Impacts of invasive earthworm community composition on carbon cycling in a sandy north temperate forest soil

Background/Question/Methods

Sandy forest soils in the Great Lakes region store ~80 Mg C ha^-1, functioning with vegetation as part of the Northern Hemisphere carbon (C) sink. Our study focuses on the functional diversity of exotic earthworm communities in sandy temperate forest soils and on whether these communities alter the amount and distribution of C as has been shown for finer-textured forest soils.
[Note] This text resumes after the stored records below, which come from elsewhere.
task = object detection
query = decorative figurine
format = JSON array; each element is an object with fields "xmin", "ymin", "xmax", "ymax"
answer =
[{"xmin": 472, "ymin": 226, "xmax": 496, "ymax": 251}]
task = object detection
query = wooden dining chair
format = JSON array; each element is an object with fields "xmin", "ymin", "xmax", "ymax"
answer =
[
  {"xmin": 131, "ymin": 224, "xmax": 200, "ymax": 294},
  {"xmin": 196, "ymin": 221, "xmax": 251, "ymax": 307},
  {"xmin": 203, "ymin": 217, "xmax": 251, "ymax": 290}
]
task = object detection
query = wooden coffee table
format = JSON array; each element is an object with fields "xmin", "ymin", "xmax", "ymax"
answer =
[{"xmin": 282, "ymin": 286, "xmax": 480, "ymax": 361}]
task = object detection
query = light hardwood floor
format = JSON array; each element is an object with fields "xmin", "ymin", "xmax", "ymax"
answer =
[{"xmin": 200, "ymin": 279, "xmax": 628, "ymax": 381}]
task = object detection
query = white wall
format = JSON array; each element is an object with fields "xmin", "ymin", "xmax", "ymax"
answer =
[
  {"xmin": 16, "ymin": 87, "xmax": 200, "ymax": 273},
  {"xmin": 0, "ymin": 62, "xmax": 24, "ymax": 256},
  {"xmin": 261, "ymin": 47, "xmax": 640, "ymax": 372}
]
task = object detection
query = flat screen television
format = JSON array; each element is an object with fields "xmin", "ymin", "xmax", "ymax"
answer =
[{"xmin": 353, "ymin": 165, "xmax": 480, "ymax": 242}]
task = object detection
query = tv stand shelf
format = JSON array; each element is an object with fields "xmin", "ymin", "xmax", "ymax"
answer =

No study to date has examined changes in all major forest soil C budget components (particulate, dissolved, and gaseous) associated with earthworm activity.  The goal of this study was to examine individual and interactive impacts of three earthworm species (Lumbricus terrestris, Aporrectodea trapezoides, and Eisenia foetida) belonging to different functional groups on forest soil C budget components.  We used a 12-month mesocosm experiment with a full factorial design (all combinations of earthworm species). Relationships among earthworm community composition, changes in soil C content and distribution, cumulative CO₂ losses, and dissolved organic C losses were resolved using generalized linear models (GLM) and Kruskal-Wallis tests. Correlational analyses were used to assess relationships between burrow system structure, as determined by X-ray computed tomography, and soil C budget components.

Results/Conclusions

GLM repeated measures analysis showed significant effects of earthworm community treatment over time (p < 0.05). Control mesocosms and mineral soil-dwelling (endogeic) species monocultures showed the lowest CO₂ losses. The highest CO₂ losses were observed in mesocosms with paired surface-dwelling (epigeic) and vertical-burrowing (anecic) species, paired epigeic and endogeic species, and all functional groups combined. Kruskal-Wallis tests showed no significant differences in mean rank distributions of total CO₂-C or DOC loss across treatments. Earthworm community effects on leaf litter mass loss were significant and largely driven by anecic species presence (Kruskal-Wallis, p<0.05). No significant impacts were observed on total soil C mass. However, earthworms drove vertical redistribution of soil C by transferring litter and subsoil C into the A horizon. Also, soil del¹³C signatures showed burrow soils are depleted relative to non-burrow soils, indicative of leaf litter incorporation into forest soils. Lastly, correlational analyses showed no relationships between burrow system structure and soil CO₂ and DOC losses. This is likely explained by the well-drained nature of these soils, where C losses are controlled by production rather than diffusion/infiltration rates. Our results suggest changes in earthworm community composition could have non-additive effects on soil C budget components, and establish fundamental baseline data to compare earthworm community impacts on soil C cycling in north temperate forests.